A visit from Captain Audley helped still further to restore her to some degree of tranquillity. He came in shortly after Mrs. Scattergood’s return, and bore Miss Taverner off for a drive. She at first declined it, but allowed herself in the end to be persuaded.

“Miss Taverner,” he said, “you are for moping indoors, and indulging your fancy in every flight of the most horrid imagination! Confess, you have been picturing dungeons, oubliettes, ambushes—in a word, all the terrors that lurk between the pages of the best romances! But it will not do: we live in the nineteenth century, and instead of receiving demands for a fabulous ransom, you are a great deal more likely to find that Perry has posted off to buy some horse which he has been informed is so perfect in all its paces that it would be a shocking thing to miss the chance of striking a bargain. Ten to one, the explanation will be something very like that, and when you scold him for giving you such a fright he will be mightily indignant, talk of the letter he sent you through the post, and discover it in the pocket of his driving-cloak.”

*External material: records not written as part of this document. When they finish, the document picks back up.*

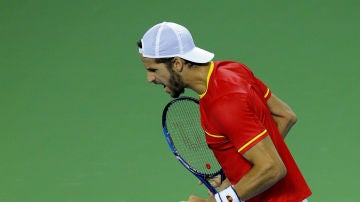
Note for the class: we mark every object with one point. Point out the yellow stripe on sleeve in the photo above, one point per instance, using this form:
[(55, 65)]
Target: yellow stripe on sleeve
[(216, 136), (267, 93), (252, 140)]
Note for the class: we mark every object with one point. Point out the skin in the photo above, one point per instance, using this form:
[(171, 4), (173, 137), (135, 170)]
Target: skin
[(268, 167)]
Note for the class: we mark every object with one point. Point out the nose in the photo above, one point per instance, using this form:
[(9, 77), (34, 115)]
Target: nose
[(150, 77)]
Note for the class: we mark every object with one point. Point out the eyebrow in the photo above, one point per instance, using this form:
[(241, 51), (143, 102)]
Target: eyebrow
[(151, 68)]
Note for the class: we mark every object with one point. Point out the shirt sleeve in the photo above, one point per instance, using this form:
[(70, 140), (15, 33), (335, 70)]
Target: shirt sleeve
[(235, 118), (265, 91)]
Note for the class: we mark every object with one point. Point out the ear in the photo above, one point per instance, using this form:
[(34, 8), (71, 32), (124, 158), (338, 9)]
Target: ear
[(178, 64)]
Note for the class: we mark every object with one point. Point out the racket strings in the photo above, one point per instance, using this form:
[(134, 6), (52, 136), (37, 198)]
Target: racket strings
[(183, 123)]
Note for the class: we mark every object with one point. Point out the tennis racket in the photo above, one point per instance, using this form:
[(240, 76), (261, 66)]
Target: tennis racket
[(186, 139)]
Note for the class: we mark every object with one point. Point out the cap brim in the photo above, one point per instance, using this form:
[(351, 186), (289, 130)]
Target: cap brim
[(198, 55)]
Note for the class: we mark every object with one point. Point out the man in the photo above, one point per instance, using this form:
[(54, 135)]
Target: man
[(244, 122)]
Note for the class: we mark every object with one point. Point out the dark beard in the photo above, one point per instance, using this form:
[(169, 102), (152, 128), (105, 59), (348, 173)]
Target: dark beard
[(176, 85)]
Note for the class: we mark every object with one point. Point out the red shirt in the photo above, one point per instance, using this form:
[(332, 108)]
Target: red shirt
[(235, 116)]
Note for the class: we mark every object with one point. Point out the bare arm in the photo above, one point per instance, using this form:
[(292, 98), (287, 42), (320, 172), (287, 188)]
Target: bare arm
[(282, 114), (267, 169)]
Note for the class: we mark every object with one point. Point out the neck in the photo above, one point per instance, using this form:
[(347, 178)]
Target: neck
[(197, 78)]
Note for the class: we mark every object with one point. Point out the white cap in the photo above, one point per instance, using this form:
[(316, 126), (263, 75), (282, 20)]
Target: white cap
[(168, 39)]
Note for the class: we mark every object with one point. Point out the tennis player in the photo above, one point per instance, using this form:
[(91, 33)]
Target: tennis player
[(244, 121)]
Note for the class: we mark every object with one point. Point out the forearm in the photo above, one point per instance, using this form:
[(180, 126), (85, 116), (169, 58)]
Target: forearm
[(255, 182)]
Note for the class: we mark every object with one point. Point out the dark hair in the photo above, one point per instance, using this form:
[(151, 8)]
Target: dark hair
[(169, 60)]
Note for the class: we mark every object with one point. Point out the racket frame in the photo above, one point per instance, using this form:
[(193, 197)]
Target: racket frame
[(202, 177)]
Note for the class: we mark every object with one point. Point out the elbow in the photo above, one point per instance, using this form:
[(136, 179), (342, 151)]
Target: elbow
[(276, 172), (291, 117)]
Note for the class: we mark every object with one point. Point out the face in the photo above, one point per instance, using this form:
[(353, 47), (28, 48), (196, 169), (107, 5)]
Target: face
[(159, 73)]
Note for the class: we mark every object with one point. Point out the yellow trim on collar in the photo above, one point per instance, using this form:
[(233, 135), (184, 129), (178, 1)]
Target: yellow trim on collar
[(216, 136), (208, 78)]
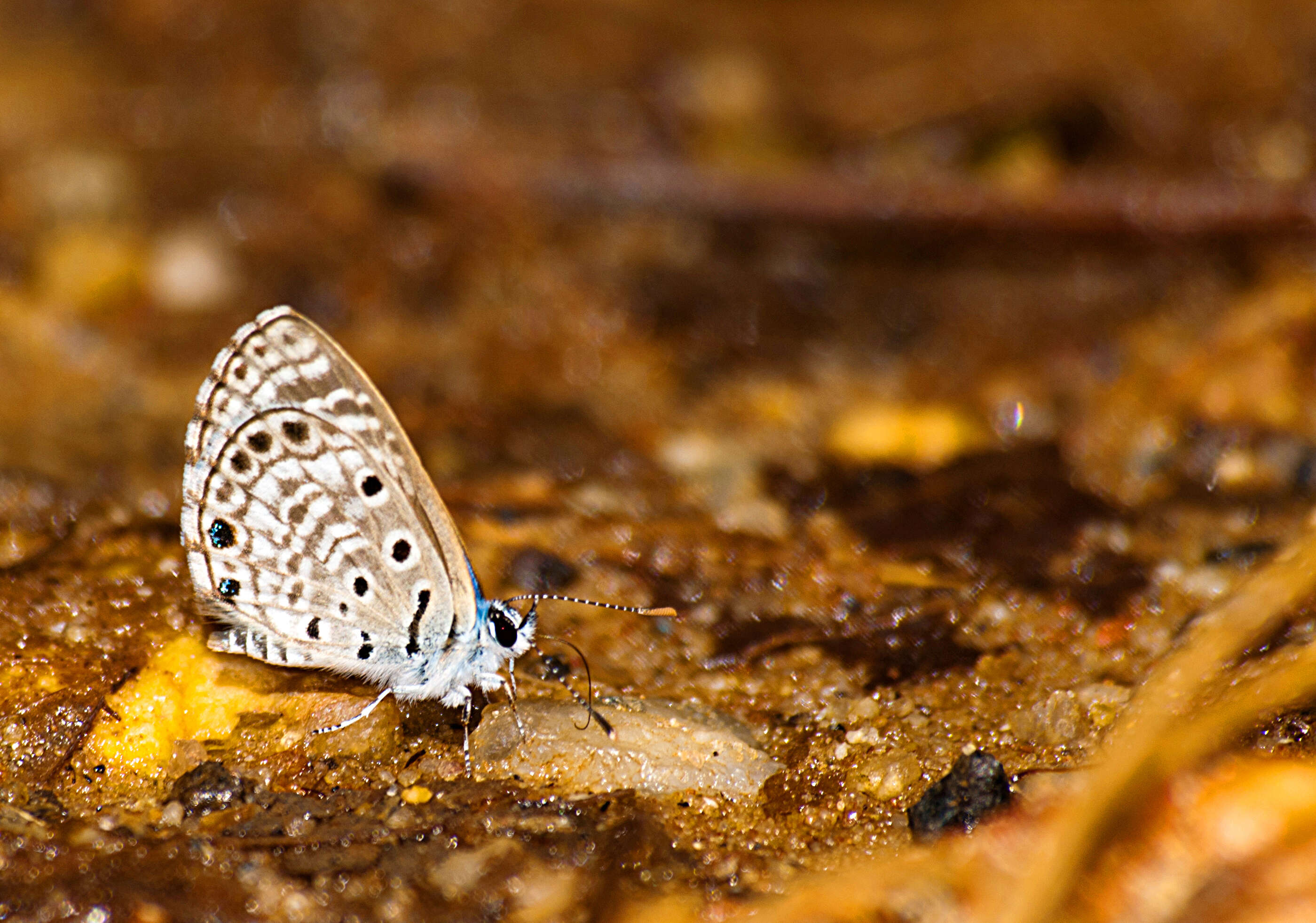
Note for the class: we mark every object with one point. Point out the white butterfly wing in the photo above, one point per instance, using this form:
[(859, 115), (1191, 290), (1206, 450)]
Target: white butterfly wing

“Ah, if I could only think so!” she sighed.

“You will find that it is so, I assure you. Meanwhile, I have a strict charge laid on me not to allow you to fret. You are to regard me, if you please, as Worth’s proxy, and in that character I command you, Miss Taverner, to put on your driving-habit, and come with me. Look out the window, and tell me if you can be ungrateful enough to refuse!”

She did look out, and smiled faintly to see Worth’s team of greys being led up and down by a groom. “At any other time I should be tempted,” she said. “But to-day—”

“Miss Taverner, do you dare to oppose my brother in this fashion?” he demanded. “I cannot credit it!”

Mrs. Scattergood added her persuasions to his. Miss Taverner submitted, and was soon sitting on the box-seat of the curricle, the reins in her capable hands. Captain Audley, exerting himself to divert her, was by turns audacious, droll, witty, sensible, but none of his sallies drew so animated a look nor so unforced a smile from her as his offer, when the curricle drew up on Marine Parade again, to escort her to London if no news of Peregrine was heard within the week.

“I don’t doubt we shall have news,” he said, “but if we do not by Thursday next, I will engage to go with you and Maria to town, and to conduct you to Bow Street myself.”

“Oh, if you would!” she cried. “To be staying here, unable to do anything to the purpose, ignorant of the steps Lord Worth is taking—it is not to be borne!”

“You have my promise,” he said. “But until then try to do as Worth bade you. Be patient, do not set tongues wagging, and do not imagine the worst!”